# **Data Collection Notebook**

## Objectives

* Fetch data from Kaggle and save it as raw data.
* Inspect data and save it under outputs/datasets/collection.
* Assess the need for data cleaning based on inital inspection.

## Inputs

* Kaggle JSON file - this is the authentication token required to access the Kaggle dataset.

## Outputs

* Generate dataset: outputs/datasets/datacollection/house_prices_records.csv




## Notebook in Relation to CRISP-DM

This constitutes the data collection stage.

## Kernel Selection

Please use a Python 3.8.12 kernel to run this notebook. This application has been developed in a local workspace using Python 3.8.12. If you use a different version of Python to run this notebook, some of the required dependencies may not function correctly.

---

## Install Python Packages in the Notebooks

In [None]:
%pip install -r /workspace/CI-PP5-Peter-Regan-Heritage-Housing-Project/requirements.txt

# Change working directory

We need to change the working directory from its current folder to its parent folder
* We access the current directory with os.getcwd()

In [None]:
import os
current_dir = os.getcwd()
current_dir

We want to make the parent of the current directory the new current directory
* os.path.dirname() gets the parent directory
* os.chir() defines the new current directory

In [None]:
os.chdir(os.path.dirname(current_dir))
print("You set a new current directory")

Confirm the new current directory

In [None]:
current_dir = os.getcwd()
current_dir

# Fetch Data from Kaggle

Install Kaggle package to collect data from Kaggle.

In [None]:
%pip install kaggle==1.5.12

You will need a Kaggle token to fetch the data required to run these notebooks. If you do not already have a Kaggle token, follow these steps:

1. Visit www.kaggle.com and register an account.

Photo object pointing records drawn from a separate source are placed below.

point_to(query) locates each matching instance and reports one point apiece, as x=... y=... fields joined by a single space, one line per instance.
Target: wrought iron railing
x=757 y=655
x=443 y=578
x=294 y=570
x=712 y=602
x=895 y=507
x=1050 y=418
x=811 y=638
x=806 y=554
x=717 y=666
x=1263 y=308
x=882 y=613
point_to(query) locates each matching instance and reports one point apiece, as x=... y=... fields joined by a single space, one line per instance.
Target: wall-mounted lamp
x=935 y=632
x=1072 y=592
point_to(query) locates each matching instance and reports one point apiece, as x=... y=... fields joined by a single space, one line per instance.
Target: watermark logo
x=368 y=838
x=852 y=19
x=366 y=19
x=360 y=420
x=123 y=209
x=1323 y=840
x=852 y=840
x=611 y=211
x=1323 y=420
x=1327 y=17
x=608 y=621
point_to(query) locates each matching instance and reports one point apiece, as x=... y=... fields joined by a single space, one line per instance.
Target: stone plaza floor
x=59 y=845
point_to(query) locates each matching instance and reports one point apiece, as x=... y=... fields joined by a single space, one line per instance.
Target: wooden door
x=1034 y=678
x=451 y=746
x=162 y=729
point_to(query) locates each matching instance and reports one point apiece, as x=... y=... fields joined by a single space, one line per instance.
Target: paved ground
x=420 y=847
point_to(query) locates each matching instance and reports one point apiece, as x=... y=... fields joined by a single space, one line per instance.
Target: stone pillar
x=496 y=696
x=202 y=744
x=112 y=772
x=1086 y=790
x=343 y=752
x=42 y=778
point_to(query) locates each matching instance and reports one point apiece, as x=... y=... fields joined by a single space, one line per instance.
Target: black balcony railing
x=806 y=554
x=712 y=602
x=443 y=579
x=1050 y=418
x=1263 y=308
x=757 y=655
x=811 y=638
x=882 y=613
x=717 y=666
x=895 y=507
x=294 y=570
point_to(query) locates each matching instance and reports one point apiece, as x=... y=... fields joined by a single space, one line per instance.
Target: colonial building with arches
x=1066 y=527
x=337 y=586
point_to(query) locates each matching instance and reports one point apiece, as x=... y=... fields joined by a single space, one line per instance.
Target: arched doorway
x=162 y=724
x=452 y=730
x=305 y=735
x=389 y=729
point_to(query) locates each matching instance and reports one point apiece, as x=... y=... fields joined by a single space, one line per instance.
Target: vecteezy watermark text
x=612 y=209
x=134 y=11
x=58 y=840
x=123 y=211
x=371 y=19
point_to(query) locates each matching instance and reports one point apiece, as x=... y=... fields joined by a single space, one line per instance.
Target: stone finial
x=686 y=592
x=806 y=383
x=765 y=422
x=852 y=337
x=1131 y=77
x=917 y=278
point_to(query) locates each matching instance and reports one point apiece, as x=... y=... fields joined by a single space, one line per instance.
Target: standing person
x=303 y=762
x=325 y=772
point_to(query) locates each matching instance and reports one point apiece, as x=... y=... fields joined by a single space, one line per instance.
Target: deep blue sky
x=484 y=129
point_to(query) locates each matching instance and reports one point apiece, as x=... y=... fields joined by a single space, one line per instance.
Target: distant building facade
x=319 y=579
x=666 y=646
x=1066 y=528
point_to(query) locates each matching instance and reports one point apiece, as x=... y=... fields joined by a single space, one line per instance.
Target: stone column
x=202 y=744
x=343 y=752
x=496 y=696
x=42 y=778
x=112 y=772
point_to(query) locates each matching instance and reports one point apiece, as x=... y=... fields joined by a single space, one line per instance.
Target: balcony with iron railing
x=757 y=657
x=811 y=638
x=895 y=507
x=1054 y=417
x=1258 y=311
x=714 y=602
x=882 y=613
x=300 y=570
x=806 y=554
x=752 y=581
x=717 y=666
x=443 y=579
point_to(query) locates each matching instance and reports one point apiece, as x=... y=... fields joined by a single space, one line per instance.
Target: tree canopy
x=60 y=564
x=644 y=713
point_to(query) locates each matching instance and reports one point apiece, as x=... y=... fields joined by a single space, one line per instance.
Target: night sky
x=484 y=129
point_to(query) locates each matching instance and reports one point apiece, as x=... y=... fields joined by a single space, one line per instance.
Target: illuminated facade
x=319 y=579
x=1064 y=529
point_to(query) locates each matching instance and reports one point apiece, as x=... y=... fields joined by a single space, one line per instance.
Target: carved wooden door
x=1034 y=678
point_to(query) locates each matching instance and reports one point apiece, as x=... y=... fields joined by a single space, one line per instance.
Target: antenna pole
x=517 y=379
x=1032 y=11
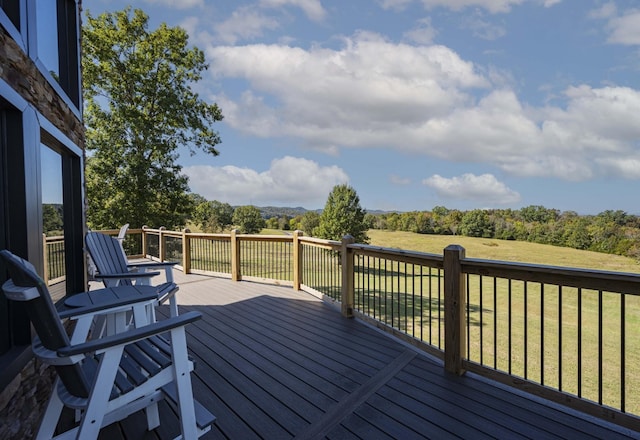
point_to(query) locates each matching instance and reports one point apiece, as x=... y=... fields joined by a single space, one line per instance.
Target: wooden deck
x=273 y=363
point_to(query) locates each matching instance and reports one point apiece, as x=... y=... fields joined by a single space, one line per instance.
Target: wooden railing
x=569 y=335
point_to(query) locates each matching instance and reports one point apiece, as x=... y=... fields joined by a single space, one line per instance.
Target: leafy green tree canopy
x=139 y=109
x=343 y=215
x=248 y=219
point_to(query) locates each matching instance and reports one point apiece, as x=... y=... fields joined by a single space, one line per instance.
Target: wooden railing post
x=162 y=251
x=186 y=251
x=347 y=276
x=45 y=259
x=144 y=249
x=454 y=310
x=235 y=256
x=297 y=259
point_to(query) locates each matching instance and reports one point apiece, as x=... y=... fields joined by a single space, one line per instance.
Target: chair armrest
x=152 y=264
x=100 y=309
x=129 y=275
x=130 y=336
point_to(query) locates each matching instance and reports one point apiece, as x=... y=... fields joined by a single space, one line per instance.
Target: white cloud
x=360 y=94
x=288 y=180
x=483 y=189
x=398 y=5
x=312 y=8
x=178 y=4
x=607 y=10
x=484 y=29
x=625 y=29
x=423 y=33
x=493 y=6
x=422 y=99
x=398 y=180
x=245 y=23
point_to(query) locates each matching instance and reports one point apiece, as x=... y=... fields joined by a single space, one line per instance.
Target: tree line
x=140 y=107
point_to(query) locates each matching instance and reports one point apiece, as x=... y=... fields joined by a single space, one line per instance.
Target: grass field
x=548 y=334
x=505 y=250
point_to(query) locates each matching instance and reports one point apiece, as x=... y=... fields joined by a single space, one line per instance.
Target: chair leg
x=51 y=414
x=182 y=376
x=153 y=416
x=99 y=397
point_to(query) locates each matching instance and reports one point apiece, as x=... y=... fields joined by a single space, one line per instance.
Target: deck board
x=273 y=363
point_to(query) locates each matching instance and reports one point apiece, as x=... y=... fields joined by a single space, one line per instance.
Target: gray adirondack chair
x=107 y=379
x=114 y=269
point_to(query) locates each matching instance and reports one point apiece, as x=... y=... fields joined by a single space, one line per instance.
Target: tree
x=309 y=222
x=139 y=108
x=213 y=216
x=476 y=223
x=248 y=219
x=343 y=215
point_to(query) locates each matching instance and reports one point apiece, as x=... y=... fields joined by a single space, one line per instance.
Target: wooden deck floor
x=273 y=363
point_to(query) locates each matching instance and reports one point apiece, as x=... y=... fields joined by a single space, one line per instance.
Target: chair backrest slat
x=107 y=255
x=44 y=318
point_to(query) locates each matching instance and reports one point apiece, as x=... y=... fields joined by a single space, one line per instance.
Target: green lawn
x=505 y=250
x=508 y=327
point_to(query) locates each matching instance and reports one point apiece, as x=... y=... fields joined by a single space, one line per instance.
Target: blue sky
x=417 y=103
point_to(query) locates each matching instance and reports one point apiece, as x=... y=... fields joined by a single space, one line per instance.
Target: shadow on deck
x=274 y=363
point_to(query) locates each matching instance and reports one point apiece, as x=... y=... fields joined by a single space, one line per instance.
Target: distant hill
x=279 y=211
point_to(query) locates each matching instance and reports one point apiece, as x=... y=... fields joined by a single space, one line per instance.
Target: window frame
x=25 y=197
x=19 y=34
x=69 y=85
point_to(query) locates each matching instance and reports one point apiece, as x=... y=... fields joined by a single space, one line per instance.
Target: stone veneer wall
x=23 y=400
x=19 y=71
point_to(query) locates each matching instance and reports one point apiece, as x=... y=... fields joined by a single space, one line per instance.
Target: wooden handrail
x=451 y=272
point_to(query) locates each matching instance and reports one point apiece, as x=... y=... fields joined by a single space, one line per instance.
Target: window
x=14 y=325
x=12 y=10
x=62 y=215
x=56 y=46
x=53 y=221
x=47 y=36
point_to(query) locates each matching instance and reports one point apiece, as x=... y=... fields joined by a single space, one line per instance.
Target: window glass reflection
x=47 y=36
x=53 y=221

2. When you have finished registering your account, log in.

3. Click on your profile/account avatar that will be visible at the top right hand corner of the browser window.

4. Scroll down to the "API" section.

5. Click on "Create New Token". This will automatically create your kaggle token which will be in the form of a json 
   file.

6. Depending on your browser, this kaggle.json file should download automatically.

7. Download the kaggle.json file manually if this is not the case.


# Make Kaggle Token Available in Your Coding Environment

Once your Kaggle token has been downloaded, you can manually click, hold and drag it from your Downloads folder on your device (or wherever else you may have chosen to store it) into the file directory of your coding environment.

After you have put your Kaggle token in your coding environment's file directory, run the cell below so that it is recognised within the session.

In [None]:
import os
os.environ['KAGGLE_CONFIG_DIR'] = os.getcwd()
! chmod 600 kaggle.json

Get the dataset path from its Kaggle URL. For this application, use the dataset from this url: https://www.kaggle.com/datasets/codeinstitute/housing-prices-data

Run the following cell to define the Kaggle dataset within the context of your environment and session, set its destination folder and download it.

In [None]:
KaggleDatasetPath = "codeinstitute/housing-prices-data"
DestinationFolder = "inputs/datasets/raw"   
! kaggle datasets download -d {KaggleDatasetPath} -p {DestinationFolder}

Run the following cell to unzip the downloaded file, delete the zip file and delete the kaggle.json file.

In [None]:
! unzip {DestinationFolder}/*.zip -d {DestinationFolder} \
  && rm {DestinationFolder}/*.zip \
  && rm kaggle.json

---

# Load and Inspect Kaggle Data

In [None]:
import pandas as pd
import numpy as np
df = pd.read_csv(f"inputs/datasets/raw/house-price-20211124T154130Z-001/house-price/house_prices_records.csv")
pd.set_option('display.max_columns', None)
df.head(40)

Generate dataframe summary.

In [None]:
df.info()

Check the dataset for missing values.

In [None]:
df.isnull().sum()

We notice here that columns with missing values may be due to the fact that these features may not be applicable to all properties in the dataset.

Check for data entries that have been duplicated.

In [None]:
df[df.duplicated(subset=None)]

Check for unique values in columns that have non-numerical data values as these are likely to contain categorical data.

In [None]:
for col in df:
    if df[col].dtypes=='object':
        print(col, '-', df[col].unique())

---

# Push files to Repo

Save the data file in a local folder named 'datacollection' under 'outputs/datasets/' and push to repository.

In [None]:
import os
try:
  os.makedirs(name='outputs/datasets/datacollection') # create a folder for the data output
except Exception as e:
  print(e)

df.to_csv(f"outputs/datasets/datacollection/house_prices_records.csv",index=False)